L-1: Your guess 's as good as mine. But we're gonna keep going. Avoided any damage to the tank there, somehow.

Two SCP-XXXX-1 instances emerge over the crest of the hill, using extravehicular mobility packs to hover in the air. Each entity is holding a cylindrical device, presumably some form of weapon, between their fleshy 'horns'.

L-3: You've got to be kidding me.

L-4: I've got this, probably.

L-4 enters the automatic turret at the top of the vehicle and begins to fire upon the SCP-XXXX-1 instances. Each sustain damage to their mobility packs and are unable to maintain flight.

L-1: Thanks, Dan. Now, if we can get up this hill, we can see what's actually down there.

L-2: Shouldn't take too long now, 'specially now we've dealt with some of this stuff.

L-3: God, it better not. I dunno how much more of this crap we'll be able to take.

Several minutes of extraneous content removed.

L-1: And, we're up. Dan, what you seeing?

L-4: Look for yourself.

SCP-XXXX can be seen taking off, and eventually disappearing into the distance. A gargantuan semi-metallic entity (hereby designated SCP-XXXX-2), approximately fifty metres in height, is visible. Unlike the previous automaton, SCP-XXXX-2 is bipedal and possesses noticeable organic features.

L-1: Fuck that, we're pulling out. Gonna need much more firepower to have any chance.

L-2: Uh, Greg? I'm pretty sure it's seen us.

L-1: Shit. Of course it has. But we're still retreating; there's nothing we can do versus something like that.

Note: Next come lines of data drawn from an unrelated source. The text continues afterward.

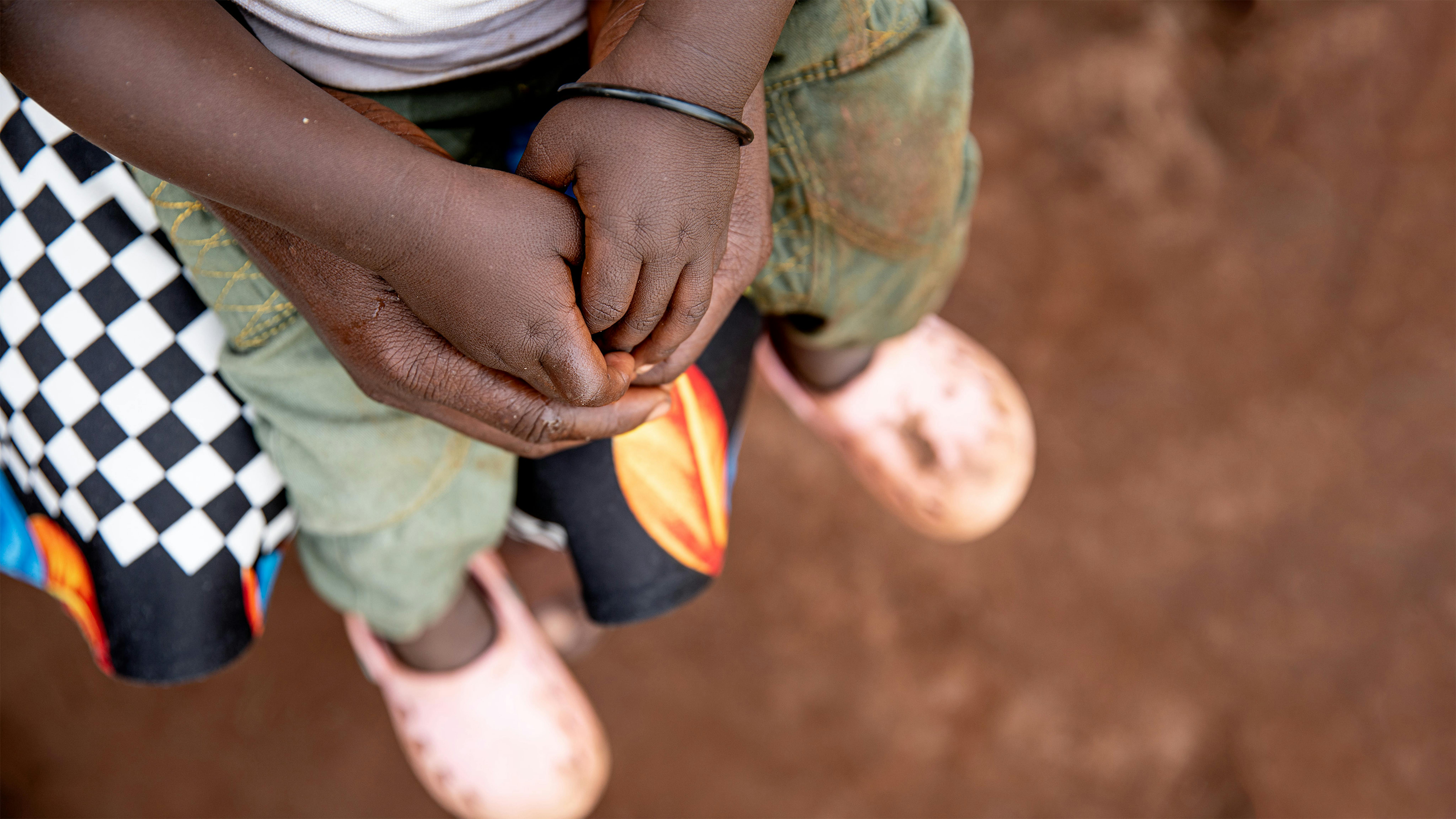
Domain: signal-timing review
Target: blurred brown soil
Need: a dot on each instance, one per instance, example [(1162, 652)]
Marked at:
[(1218, 247)]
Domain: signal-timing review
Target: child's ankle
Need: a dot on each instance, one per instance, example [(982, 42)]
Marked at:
[(462, 635), (820, 371)]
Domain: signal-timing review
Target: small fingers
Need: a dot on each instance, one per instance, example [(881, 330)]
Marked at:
[(650, 302), (609, 277), (689, 304)]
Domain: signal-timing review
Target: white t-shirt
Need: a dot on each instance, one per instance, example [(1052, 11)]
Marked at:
[(401, 44)]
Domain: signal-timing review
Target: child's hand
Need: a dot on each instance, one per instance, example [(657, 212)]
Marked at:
[(480, 256), (490, 267), (398, 361), (656, 187)]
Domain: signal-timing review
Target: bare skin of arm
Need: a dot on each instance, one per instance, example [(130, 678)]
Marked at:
[(481, 257)]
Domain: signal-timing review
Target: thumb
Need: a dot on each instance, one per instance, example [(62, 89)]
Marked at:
[(550, 159)]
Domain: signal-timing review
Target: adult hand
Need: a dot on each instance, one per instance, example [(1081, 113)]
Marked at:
[(398, 361), (483, 257)]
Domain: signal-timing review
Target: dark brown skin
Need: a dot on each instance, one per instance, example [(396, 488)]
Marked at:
[(656, 187), (419, 243)]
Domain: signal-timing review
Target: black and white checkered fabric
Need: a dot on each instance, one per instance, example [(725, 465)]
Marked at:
[(113, 412)]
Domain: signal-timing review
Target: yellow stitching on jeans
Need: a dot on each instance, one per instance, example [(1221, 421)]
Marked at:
[(452, 461)]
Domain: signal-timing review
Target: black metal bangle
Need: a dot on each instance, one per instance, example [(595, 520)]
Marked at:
[(737, 129)]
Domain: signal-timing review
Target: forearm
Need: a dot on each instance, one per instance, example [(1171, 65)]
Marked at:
[(708, 53), (184, 92)]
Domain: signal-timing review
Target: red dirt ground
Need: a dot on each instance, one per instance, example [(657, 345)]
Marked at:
[(1218, 245)]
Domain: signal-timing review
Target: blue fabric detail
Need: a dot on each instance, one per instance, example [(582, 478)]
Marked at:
[(267, 572), (20, 559)]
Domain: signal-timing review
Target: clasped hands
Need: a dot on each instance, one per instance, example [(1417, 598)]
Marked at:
[(477, 321)]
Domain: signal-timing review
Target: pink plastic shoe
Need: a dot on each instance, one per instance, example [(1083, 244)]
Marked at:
[(509, 737), (935, 428)]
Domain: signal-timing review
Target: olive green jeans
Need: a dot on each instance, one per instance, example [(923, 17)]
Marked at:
[(873, 170)]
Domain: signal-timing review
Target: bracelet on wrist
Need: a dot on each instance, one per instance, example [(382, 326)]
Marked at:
[(737, 129)]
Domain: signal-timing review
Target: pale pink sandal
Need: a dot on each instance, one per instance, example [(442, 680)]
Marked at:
[(935, 428), (509, 737)]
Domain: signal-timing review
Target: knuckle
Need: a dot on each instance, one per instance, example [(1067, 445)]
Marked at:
[(538, 423), (644, 323), (694, 311), (605, 310)]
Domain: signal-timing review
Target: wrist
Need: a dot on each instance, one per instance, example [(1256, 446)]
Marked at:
[(708, 55)]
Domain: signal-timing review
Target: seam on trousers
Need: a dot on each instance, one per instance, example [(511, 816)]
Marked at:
[(452, 461)]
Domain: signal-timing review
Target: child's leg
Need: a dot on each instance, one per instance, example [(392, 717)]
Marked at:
[(391, 506), (874, 173), (394, 512)]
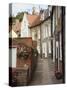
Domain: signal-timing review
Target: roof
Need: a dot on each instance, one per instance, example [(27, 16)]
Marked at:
[(33, 20)]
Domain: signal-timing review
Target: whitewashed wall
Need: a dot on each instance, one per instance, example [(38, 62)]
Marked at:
[(12, 57), (25, 31), (36, 31)]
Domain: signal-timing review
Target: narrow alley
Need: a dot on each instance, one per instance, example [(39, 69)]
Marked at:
[(44, 73)]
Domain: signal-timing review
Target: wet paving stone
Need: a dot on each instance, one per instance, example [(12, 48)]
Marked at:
[(44, 73)]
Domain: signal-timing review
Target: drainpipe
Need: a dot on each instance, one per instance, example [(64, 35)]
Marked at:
[(63, 42), (40, 42)]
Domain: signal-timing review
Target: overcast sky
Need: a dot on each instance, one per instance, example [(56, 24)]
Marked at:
[(19, 7)]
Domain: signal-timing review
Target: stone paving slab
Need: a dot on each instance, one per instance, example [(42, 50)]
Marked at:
[(44, 73)]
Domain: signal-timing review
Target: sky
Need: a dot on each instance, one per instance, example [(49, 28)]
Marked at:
[(20, 7)]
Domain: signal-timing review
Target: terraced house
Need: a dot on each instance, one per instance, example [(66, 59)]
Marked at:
[(43, 33)]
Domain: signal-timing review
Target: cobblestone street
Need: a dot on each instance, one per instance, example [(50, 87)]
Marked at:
[(44, 74)]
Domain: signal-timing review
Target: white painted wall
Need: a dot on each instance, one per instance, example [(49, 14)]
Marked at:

The structure proceeds towards Lambda-11. One of its feet is lifted above the vehicle. Shortly after, a cracking sound is audible.

[END LOG]



Audio received from wireless transmitter:

[BEGIN LOG]

Voice: Great, this shit actually works. At least I hope it does, but this lens isn't gonna be doing any favours for video. Agh. This is Charlie, Lambda-3, Roberts, whatever you want to call me. It doesn't really matter.

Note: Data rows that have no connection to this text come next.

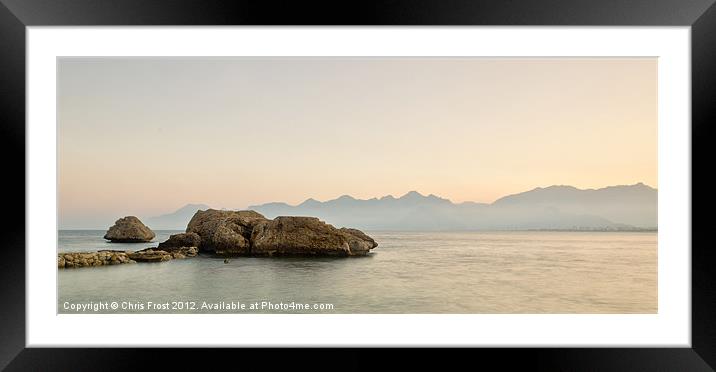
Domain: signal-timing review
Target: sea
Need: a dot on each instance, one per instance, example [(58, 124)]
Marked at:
[(500, 272)]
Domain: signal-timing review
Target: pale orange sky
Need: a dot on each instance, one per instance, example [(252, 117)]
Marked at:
[(145, 136)]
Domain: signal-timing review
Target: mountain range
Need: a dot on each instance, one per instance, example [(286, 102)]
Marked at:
[(624, 207)]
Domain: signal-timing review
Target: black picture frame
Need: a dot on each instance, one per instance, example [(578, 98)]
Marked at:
[(16, 15)]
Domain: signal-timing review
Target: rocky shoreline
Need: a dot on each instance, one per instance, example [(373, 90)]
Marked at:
[(227, 233), (113, 257)]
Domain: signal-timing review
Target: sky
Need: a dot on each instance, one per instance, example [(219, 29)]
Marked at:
[(145, 136)]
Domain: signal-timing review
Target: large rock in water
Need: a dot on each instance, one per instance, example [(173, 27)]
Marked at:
[(225, 232), (307, 236), (181, 240), (129, 230)]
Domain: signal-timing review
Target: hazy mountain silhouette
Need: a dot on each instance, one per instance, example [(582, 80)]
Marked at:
[(554, 207), (176, 220)]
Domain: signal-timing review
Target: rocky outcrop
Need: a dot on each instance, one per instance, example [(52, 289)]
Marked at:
[(224, 232), (101, 258), (86, 259), (307, 236), (129, 230), (190, 239)]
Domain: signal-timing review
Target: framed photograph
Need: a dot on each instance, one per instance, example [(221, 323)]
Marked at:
[(476, 175)]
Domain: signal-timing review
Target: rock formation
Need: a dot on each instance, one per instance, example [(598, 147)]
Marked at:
[(228, 233), (249, 233), (101, 258), (307, 236), (129, 230), (224, 232), (84, 259), (181, 240)]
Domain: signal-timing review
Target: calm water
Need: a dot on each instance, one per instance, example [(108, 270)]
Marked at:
[(409, 272)]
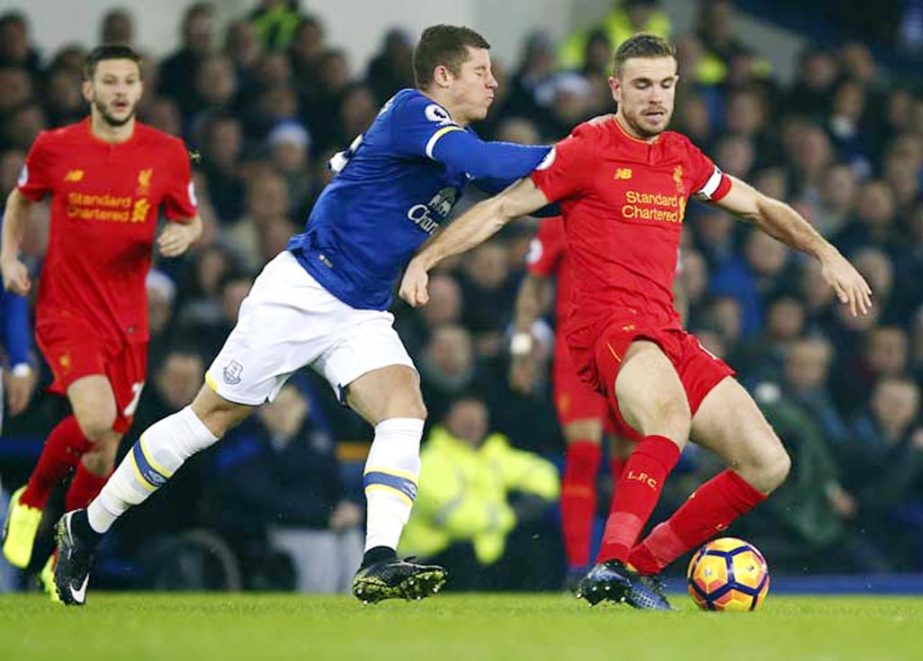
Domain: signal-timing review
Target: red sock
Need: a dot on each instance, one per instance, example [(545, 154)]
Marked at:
[(616, 466), (636, 495), (578, 500), (63, 449), (84, 488), (709, 510)]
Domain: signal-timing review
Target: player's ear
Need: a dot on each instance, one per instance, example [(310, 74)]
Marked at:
[(442, 76), (86, 88), (615, 87)]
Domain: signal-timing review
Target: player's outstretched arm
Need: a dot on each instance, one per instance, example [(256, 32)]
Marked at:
[(15, 275), (782, 222), (176, 238), (474, 227)]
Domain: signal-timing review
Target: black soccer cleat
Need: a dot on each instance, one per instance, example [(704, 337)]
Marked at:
[(397, 579), (613, 581), (75, 559)]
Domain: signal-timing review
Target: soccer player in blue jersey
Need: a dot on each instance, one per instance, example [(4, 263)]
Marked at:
[(15, 343), (323, 302)]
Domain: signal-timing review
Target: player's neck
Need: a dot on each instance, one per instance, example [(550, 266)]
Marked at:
[(446, 103), (627, 130), (104, 131)]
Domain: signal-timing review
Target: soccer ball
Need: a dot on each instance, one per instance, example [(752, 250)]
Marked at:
[(728, 574)]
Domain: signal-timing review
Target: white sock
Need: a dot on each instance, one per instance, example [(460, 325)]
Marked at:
[(153, 459), (391, 475)]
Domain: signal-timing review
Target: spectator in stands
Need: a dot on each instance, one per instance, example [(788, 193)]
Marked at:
[(805, 379), (475, 488), (447, 367), (625, 18), (179, 70), (884, 467), (486, 279), (221, 141), (276, 21), (391, 68), (267, 201), (117, 27), (16, 48)]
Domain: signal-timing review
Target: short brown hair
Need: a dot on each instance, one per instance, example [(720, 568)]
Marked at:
[(445, 45), (108, 52), (642, 44)]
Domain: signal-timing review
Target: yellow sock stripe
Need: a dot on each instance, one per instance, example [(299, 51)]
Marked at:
[(157, 467), (144, 483), (407, 475), (391, 491)]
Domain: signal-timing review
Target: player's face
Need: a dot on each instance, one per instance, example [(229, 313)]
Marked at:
[(473, 88), (115, 90), (645, 92)]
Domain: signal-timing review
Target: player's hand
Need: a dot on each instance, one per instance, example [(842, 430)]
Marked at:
[(522, 374), (176, 238), (16, 277), (19, 389), (850, 287), (414, 286)]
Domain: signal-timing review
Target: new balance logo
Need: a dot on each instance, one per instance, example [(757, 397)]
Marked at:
[(643, 477), (80, 596)]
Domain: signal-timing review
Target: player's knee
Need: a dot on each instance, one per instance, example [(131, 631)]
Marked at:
[(101, 460), (768, 471), (776, 470), (96, 423)]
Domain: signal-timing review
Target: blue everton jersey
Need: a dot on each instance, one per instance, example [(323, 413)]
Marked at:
[(393, 188)]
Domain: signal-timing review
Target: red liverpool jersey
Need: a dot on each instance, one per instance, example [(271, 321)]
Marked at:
[(548, 258), (623, 201), (104, 210)]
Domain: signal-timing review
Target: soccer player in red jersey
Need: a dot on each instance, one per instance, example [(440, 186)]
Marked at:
[(622, 182), (108, 177), (582, 412)]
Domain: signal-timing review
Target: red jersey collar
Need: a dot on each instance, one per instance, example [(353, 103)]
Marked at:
[(88, 122), (636, 147)]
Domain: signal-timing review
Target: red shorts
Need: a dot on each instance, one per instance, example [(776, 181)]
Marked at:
[(74, 350), (572, 398), (598, 357)]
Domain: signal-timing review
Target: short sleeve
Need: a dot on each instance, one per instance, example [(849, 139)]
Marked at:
[(179, 200), (418, 124), (35, 179), (546, 248), (564, 172), (709, 183)]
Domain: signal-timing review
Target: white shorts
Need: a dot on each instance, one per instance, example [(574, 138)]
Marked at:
[(288, 321)]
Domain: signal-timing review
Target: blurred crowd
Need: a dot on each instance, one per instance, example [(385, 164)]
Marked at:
[(265, 102)]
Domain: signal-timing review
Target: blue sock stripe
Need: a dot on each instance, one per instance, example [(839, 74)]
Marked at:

L-3: I'm in the big cow. Rest of the team doesn't seem to be with me and I can't see them doing that well in the tank. Or what's left of it. Somehow I avoided being crushed, and I got myself into the leg of it through a hatch. There's some stupid cow elevator here, and it's really the only place I can go. (rattling noise) The exit foor seems to be locked or jammed.

L-3: (low, audible hum in background) I don't know how this works, but it seems to be moving up. Pretty sure it's lights out as soon as I get up there though. Jesus, fuck.